[Xapian-discuss] Incremental indexing limitations

Thu Oct 11 17:51:50 BST 2007

Assuming we have a server with 2GB memory and 500GB disk.
We want to use it for indexing of an always updating database of documents.
And lets say each document is 2KB of text.

We have a process that constantly indexes data into a Xapian database.
This process flushes updated every 10K documents (to make sure they are 
searchable and successfully stored) and after such an update, marks the 
documents as indexed.

Few observations until now.
1. Size of such a database will actually be about 3K per document. That 
is bigger than the text of the documents themselves. This is quite 
surprising really, as what Xapian is supposed to be storing is just the 
term IDs and the positions. Any ideas why its bigger than the original 
size as opposed to 1/3 of the size lets say?
2. Such an indexing process will start very fast, but when reaching a 
database size of 2M or 3M documents, each flush will take 2-4 minutes. 
This is already very slow for a flush of 10K small documents. Changing 
flushes to every 1K document doesn't help. It seems the time a flush 
takes is not related so directly to the size of the flush itself but 
does strongly relate to the size of the database itself. How come? What 
happens during a flush?
3. If the time it takes to flush 10K documents when the DB is 3M 
documents, is 2.5 minutes, does it actually mean that when the database 
is 100M documents, each flush will take over an hour? If so, that is 
extremely "painful', isn't it?

So.. thinking about how to maybe optimize this process, the concept of 
using a "live" small database for updates and then merge it into a big 
database comes to mind.
However, there are two issues here:
1. Such a merge is slow. It will take quite a lot of time (many hours) 
to compact/merge each such live database into a main one.
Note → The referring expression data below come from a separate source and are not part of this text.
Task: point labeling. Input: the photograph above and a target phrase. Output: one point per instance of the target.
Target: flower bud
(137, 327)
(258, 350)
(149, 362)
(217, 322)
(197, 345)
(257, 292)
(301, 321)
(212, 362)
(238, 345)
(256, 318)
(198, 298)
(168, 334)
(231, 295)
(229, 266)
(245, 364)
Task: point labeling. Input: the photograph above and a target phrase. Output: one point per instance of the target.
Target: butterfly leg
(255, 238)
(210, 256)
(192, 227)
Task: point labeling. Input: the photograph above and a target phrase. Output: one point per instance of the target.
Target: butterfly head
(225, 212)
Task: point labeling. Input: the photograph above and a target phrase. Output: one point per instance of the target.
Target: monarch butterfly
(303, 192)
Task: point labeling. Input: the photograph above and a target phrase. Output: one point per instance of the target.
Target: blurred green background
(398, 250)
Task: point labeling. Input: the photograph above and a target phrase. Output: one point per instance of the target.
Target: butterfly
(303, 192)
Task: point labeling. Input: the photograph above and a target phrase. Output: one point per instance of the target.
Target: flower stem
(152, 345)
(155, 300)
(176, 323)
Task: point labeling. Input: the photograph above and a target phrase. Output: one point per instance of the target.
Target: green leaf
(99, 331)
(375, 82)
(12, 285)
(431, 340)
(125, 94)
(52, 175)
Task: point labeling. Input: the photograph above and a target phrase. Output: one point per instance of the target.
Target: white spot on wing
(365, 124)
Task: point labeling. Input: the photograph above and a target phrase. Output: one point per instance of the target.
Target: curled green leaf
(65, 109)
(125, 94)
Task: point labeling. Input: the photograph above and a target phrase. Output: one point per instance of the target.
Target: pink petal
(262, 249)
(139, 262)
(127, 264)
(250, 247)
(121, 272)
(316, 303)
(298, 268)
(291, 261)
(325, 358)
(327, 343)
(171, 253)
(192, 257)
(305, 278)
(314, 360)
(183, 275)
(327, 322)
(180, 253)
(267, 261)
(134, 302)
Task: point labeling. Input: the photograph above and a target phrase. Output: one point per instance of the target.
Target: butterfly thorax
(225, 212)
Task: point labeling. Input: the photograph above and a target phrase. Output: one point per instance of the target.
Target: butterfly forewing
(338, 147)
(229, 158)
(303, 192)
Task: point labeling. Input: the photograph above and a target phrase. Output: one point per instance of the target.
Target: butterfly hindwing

If this 
process has to be done hourly lets say, and the process takes more than 
an hour, we are faced with a critical problem.
2. Such a merge process seems to take quite a lot of resources from the 
system, limiting CPU, I/O and memory for the more urgent task.. indexing 
and searching.
3. It also means that we can never use more than 50% of the diskspace on 
the server. In fact less than 40% or 45% to be safe. This is because the 
compact process is merging the big database with the small one, into a 
new database. So the new database will be bigger than the original big 
one. So just because of this process, the server diskspace can not be 
utilized effectively.

Any thoughts and insights about the matter are greatly appreciated.
Ron